12 years ago, April 1st 2008 No: 14 Msg: #31379  
B Posts: 151
1) The Secret by Rhonda Byrne - it is all about the power of positive thinking.

2) Just bought Anna Karenina by Leo Tolstoy - it is about a woman who seemed to have everything but still feel empty - longing for love and in the path of self-destruction. The book is also about a man striving for contentment and meaning to his life, a self-portrait of the writer himself. Reply to this

12 years ago, April 1st 2008 No: 15 Msg: #31386  
B Posts: 228
I love to read and I generally tend towards non-fiction or culture/travel based material (what can I say, I can't get enough of it!). Currently I'm reading The Best American Travel Writing (I might be butchering the name slightly) which is a collection of short stories/essays about travel. I am also doing a course in mind-body-spirit training (I am a certified PT and group fitness instructor and have to keep up my certifications) which is actually quite interesting, I must admit.

Johanna, I read the secret and while some of it seemed to me a bit much, I thought the general idea was great and it was definitely motivating.

My favorite book that I've read recently and possibly ever: Eat Pray Love.
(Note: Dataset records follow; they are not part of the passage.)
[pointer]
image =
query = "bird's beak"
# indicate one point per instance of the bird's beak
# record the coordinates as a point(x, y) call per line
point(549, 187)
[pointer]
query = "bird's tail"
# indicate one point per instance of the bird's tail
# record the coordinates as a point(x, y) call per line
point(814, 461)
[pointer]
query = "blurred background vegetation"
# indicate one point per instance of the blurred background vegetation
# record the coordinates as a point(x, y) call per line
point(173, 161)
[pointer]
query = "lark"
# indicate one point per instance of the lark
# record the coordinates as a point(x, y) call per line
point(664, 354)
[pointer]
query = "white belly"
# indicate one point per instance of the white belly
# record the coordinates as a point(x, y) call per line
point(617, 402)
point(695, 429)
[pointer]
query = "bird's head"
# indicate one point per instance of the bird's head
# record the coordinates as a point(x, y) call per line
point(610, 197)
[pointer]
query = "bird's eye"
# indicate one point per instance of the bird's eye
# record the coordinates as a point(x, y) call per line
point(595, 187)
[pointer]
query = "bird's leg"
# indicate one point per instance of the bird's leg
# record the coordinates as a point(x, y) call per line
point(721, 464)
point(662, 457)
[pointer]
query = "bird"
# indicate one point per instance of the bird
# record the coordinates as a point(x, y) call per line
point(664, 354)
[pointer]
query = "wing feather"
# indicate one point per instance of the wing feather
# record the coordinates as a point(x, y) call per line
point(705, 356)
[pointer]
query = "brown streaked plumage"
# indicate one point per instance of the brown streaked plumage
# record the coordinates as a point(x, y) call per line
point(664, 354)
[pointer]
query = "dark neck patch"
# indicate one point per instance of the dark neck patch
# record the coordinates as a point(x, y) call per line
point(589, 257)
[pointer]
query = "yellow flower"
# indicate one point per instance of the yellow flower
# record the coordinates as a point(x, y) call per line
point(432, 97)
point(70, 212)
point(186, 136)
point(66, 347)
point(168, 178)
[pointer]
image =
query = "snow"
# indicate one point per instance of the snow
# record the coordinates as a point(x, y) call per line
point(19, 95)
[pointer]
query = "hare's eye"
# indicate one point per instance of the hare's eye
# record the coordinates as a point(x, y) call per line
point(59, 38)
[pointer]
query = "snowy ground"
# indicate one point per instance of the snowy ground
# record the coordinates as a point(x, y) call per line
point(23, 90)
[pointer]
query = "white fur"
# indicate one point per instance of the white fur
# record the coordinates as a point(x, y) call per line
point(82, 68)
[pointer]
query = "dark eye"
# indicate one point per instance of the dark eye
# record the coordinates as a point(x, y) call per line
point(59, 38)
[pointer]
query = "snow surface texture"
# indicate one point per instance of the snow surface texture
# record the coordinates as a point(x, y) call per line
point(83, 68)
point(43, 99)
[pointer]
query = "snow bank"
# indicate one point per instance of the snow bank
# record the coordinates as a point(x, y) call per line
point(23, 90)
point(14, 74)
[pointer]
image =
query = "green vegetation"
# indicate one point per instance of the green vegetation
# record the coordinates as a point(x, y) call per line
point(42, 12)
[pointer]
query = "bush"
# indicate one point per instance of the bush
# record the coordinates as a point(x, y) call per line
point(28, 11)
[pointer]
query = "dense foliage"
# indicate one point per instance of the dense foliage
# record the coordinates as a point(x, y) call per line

I think I'd read it again and again if I could! Reply to this

12 years ago, April 1st 2008 No: 16 Msg: #31392  
I am currently reading The Far Pavillions by M.M.Kaye - it's a great story set in India during the British Raj. Very real and engaging. Reply to this

12 years ago, April 1st 2008 No: 17 Msg: #31404  
B Posts: 30
I also have the habit of reading 2 books at the same time.
Currently reading:
1. Eat, Pray, Love – Elizabeth Gilbert
The book is divided into 3 equal parts. The first part is about her pursuit of pleasure in Italy, the second about her search of spirituality in an ashram in India and the third is about her trying to find the balance of both in Bali.
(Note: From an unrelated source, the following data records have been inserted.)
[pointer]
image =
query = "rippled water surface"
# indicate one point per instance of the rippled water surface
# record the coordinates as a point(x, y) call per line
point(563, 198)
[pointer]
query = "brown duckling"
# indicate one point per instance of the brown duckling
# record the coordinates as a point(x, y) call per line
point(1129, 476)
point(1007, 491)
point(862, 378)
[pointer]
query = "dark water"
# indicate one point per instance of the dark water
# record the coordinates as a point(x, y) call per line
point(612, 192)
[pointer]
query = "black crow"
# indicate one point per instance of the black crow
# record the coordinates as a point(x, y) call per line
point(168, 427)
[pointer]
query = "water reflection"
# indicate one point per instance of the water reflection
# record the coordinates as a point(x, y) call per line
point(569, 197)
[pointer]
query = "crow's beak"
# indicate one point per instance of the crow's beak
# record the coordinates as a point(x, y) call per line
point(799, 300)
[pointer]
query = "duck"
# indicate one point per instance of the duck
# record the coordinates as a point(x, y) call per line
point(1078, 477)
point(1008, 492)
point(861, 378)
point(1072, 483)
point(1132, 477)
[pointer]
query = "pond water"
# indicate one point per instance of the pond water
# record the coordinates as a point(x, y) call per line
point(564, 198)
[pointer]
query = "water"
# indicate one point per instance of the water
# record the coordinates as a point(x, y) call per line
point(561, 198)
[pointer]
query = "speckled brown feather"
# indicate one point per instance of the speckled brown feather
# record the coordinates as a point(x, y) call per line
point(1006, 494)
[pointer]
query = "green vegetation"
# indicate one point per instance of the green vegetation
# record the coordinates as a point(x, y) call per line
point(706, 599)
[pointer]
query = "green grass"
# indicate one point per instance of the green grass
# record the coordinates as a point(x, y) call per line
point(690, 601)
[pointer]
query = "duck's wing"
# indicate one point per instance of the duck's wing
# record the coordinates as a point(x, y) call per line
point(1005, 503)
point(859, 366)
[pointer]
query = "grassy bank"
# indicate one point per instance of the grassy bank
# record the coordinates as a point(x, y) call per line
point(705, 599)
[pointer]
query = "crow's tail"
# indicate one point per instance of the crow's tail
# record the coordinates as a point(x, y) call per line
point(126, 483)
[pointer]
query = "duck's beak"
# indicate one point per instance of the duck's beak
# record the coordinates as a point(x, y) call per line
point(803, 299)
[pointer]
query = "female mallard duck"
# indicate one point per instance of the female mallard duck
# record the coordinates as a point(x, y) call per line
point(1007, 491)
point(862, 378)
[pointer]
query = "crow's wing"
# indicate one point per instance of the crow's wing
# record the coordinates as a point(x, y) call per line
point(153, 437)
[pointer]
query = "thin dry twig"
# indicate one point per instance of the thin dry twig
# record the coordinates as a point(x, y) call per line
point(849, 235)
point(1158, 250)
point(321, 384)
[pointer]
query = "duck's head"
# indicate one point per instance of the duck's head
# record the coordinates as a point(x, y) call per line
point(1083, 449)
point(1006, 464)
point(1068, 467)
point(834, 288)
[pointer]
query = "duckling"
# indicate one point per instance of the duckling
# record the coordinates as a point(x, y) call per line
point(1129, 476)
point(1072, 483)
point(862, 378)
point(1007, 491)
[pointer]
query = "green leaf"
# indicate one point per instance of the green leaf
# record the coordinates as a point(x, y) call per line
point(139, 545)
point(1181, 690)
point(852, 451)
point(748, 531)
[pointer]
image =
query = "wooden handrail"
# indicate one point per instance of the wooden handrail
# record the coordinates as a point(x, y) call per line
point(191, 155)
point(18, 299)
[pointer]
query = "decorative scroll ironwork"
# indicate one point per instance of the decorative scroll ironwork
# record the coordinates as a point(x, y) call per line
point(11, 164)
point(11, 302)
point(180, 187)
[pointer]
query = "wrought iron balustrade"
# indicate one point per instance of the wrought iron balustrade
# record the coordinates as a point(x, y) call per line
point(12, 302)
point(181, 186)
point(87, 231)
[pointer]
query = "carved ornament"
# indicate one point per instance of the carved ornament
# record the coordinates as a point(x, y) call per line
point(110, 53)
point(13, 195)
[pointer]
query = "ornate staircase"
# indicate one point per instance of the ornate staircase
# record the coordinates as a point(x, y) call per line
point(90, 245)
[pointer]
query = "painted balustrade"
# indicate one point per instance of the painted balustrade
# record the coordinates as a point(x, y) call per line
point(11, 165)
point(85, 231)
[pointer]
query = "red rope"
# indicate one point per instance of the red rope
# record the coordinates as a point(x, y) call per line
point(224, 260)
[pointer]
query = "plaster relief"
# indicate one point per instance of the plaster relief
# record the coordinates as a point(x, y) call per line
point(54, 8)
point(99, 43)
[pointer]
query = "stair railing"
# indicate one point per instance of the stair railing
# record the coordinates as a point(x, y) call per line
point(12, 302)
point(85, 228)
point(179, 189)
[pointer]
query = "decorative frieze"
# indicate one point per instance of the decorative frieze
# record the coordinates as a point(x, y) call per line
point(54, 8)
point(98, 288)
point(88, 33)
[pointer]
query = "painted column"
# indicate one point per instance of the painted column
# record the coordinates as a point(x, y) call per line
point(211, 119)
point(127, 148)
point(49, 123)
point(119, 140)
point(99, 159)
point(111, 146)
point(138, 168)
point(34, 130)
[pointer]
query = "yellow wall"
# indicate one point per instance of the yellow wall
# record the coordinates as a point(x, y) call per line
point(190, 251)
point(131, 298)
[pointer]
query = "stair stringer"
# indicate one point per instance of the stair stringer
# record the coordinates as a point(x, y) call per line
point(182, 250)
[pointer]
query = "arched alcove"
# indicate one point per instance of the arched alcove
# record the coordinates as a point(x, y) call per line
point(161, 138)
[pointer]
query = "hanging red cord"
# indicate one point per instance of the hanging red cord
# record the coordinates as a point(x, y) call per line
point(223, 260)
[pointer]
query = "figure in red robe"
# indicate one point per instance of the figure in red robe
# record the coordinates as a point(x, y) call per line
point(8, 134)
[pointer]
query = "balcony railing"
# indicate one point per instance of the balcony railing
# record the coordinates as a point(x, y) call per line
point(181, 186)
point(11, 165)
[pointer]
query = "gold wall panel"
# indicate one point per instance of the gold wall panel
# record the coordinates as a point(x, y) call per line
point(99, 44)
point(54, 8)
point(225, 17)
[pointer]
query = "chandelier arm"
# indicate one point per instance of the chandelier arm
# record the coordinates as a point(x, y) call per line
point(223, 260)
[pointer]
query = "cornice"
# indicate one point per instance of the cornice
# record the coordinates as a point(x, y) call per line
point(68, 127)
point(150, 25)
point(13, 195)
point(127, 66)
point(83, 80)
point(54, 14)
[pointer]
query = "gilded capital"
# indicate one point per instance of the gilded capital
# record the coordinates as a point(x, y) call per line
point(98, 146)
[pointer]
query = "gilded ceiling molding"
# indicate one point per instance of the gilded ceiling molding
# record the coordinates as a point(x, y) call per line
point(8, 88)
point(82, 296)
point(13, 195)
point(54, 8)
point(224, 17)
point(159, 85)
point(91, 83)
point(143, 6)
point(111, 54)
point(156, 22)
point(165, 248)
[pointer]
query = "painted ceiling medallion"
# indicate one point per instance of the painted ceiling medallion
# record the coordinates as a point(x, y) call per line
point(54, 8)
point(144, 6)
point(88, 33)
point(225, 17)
2. The Glass Palace – Amitav Ghosh
A story about love in a world in transition, spread across 3 generations throughout Burma and India.
Reply to this

12 years ago, April 1st 2008 No: 18 Msg: #31415  
I read The Glass Palace too Ievy. It gave me a good insight into how the current situation in Burma came about.

Mel Reply to this

12 years ago, April 2nd 2008 No: 19 Msg: #31427  
I'm currently reading The Lemon Tree, about Palestine-Israel. It's a true story about a house built by a Palestinian family, and the Jewish family that lived there after the Palestinians were forced out, and the relationship that formed between the two families. It's a really good read. Reply to this

12 years ago, April 4th 2008 No: 20 Msg: #31611  
I found a gem book. For anyone travelling Thailand, Cambodia, Vietnam, Loas, Malaysia, Singapore, Mongolia, China who may have a leaning towards the spiritual quest.
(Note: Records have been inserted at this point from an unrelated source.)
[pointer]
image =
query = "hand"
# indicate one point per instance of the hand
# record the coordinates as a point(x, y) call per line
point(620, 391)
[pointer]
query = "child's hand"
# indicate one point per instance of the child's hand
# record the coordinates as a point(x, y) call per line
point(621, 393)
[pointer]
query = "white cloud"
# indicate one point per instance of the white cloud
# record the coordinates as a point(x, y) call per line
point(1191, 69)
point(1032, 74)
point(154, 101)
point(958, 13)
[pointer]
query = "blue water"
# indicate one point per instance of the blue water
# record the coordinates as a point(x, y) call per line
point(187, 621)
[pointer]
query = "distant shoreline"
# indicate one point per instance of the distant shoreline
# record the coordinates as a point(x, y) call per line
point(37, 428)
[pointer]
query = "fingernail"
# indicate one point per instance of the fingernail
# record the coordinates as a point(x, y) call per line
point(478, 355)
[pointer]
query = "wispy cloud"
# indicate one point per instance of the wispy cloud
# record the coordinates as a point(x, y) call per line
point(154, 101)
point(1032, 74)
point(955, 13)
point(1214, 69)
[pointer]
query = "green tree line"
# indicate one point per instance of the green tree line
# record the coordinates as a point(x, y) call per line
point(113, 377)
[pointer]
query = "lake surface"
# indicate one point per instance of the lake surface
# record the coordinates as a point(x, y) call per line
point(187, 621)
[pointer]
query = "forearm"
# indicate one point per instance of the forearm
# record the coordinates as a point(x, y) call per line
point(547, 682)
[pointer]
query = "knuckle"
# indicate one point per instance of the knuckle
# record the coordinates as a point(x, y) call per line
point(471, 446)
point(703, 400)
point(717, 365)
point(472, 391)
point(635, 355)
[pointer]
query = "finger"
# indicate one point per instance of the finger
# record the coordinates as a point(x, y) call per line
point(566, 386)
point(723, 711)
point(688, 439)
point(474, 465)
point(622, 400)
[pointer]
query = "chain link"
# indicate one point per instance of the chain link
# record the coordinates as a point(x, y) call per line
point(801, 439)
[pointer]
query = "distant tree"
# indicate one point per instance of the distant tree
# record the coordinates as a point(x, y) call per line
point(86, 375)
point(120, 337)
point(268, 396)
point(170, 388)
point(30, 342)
A FORTUNE TELLER TOLD ME by Tiziano Terzani An Italian journalist who back in 1977 in Hong Kong visits a random fortune teller that told him in 1993 he will die in a plane crash. 16 years pass and its still on his mind he might die. He lives in and around Indochina and needs to get around, but in those days overland travel was still a big no no, or brought curious attention to boarder guards. The book is fascinating, it gives his real accounts of these countries back then, what really happened between countries governments, post Khmer rouge, Vietcong...he meets the most fascinating people and he is very honest about his views on this changing world. One book I shall actually post home!